1. Thread Affinity with Core Pinning¶
Pin critical threads to dedicated CPU cores to eliminate scheduler migration and ensure consistent TSC readings:
use core_affinity::CoreId;
pub struct TradingThreadConfig {
/// Pin market data thread to dedicated core
pub market_data_core: usize,
/// Pin execution thread to dedicated core
pub execution_core: usize,
/// Pin metrics aggregator to separate core (lower priority)
pub metrics_core: usize,
}
impl TradingRuntime {
pub fn spawn_market_data_thread(config: &TradingThreadConfig, rx: Receiver<MarketData>) {
std::thread::spawn(move || {
// Pin to core; fail loudly if pinning fails
if !core_affinity::set_for_current(CoreId { id: config.market_data_core }) {
panic!(
"Failed to pin market data thread to core {}. \
TSC calibration assumes no core migration.",
config.market_data_core
);
}
// Set thread priority (requires CAP_SYS_NICE on Linux)
#[cfg(target_os = "linux")]
{
let _ = thread_priority::set_current_thread_priority(
thread_priority::ThreadPriority::Max
);
}
run_market_data_loop(rx);
});
}
}
Rationale: - TSC frequency can vary between cores; pinning ensures consistent timing - Eliminates context switch overhead from scheduler migrations - Reduces L1/L2 cache invalidation from core hopping - Fails loudly rather than silently degrading performance
2. Adaptive Busy-Polling¶
Use busy-polling with adaptive backoff for the market data receive loop.
Important: Use crossbeam::channel instead of std::sync::mpsc for microsecond-scale latency. The standard library's MPSC channel has ~100-300ns overhead per operation; crossbeam's bounded channel achieves ~20-50ns.

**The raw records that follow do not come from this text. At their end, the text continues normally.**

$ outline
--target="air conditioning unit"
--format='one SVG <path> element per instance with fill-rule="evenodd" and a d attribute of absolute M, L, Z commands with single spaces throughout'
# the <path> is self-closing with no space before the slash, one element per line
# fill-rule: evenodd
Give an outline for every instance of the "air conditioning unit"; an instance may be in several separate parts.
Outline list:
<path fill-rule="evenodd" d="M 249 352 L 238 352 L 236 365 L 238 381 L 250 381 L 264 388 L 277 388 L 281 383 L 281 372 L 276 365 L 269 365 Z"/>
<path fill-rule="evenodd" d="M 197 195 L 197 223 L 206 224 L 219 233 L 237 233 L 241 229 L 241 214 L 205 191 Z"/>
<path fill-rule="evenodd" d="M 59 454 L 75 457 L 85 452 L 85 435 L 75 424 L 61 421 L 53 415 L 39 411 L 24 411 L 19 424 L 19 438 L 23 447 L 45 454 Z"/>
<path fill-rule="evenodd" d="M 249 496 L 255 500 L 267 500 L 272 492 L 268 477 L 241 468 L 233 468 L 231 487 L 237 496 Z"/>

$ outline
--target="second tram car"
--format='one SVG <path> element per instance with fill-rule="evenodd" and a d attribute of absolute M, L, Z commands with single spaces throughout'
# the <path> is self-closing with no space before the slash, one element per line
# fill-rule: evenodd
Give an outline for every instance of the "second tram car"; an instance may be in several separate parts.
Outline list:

use crossbeam::channel::{Receiver, TryRecvError};
pub struct BusyPollConfig {
/// Maximum spin iterations before yielding (0 = always yield)
pub max_spin_iterations: u32,
/// Whether to use PAUSE instruction during spin (reduces power)
pub use_spin_hint: bool,
}
impl Default for BusyPollConfig {
fn default() -> Self {
Self {
max_spin_iterations: 1000, // ~1-10μs depending on CPU
use_spin_hint: true,
}
}
}
pub fn run_market_data_loop(rx: Receiver<MarketData>, config: BusyPollConfig) {
let mut spin_count = 0u32;
loop {
match rx.try_recv() {
Ok(msg) => {
process_market_data(msg);
spin_count = 0; // Reset on successful work
}
Err(TryRecvError::Empty) => {
if spin_count < config.max_spin_iterations {
spin_count += 1;
if config.use_spin_hint {
std::hint::spin_loop(); // PAUSE on x86, YIELD on ARM
}
} else {
// Yield to OS briefly to reduce power/thermal impact
std::thread::yield_now();
spin_count = 0;
}
}
Err(TryRecvError::Disconnected) => break,
}
}
}
Rationale:
- try_recv() avoids blocking syscall overhead
- Spinning keeps the thread hot and ready for immediate processing
- Adaptive backoff prevents 100% CPU usage during idle periods
- spin_loop() hint reduces power consumption while spinning
- Configurable to tune for latency vs. power trade-off
3. Fixed-Size Object Pools¶
Pre-allocate all objects used on the hot path to eliminate allocation latency:
use slab::Slab;
/// Fixed-capacity object pool with explicit recycling
pub struct OrderPool {
/// Pre-allocated order slots
orders: Slab<Order>,
/// Maximum capacity (will reject, not grow)
max_capacity: usize,
}
impl OrderPool {
pub fn new(capacity: usize) -> Self {
let mut orders = Slab::with_capacity(capacity);
let mut keys = Vec::with_capacity(capacity);
// Fill slab completely to fault pages
for _ in 0..capacity {
// Insert default Order - this faults the page
let key = orders.insert(Order::default());
keys.push(key);
// Write a valid Order value to ensure pages are faulted
// (using safe Rust, no UB from zero-writing typed memory)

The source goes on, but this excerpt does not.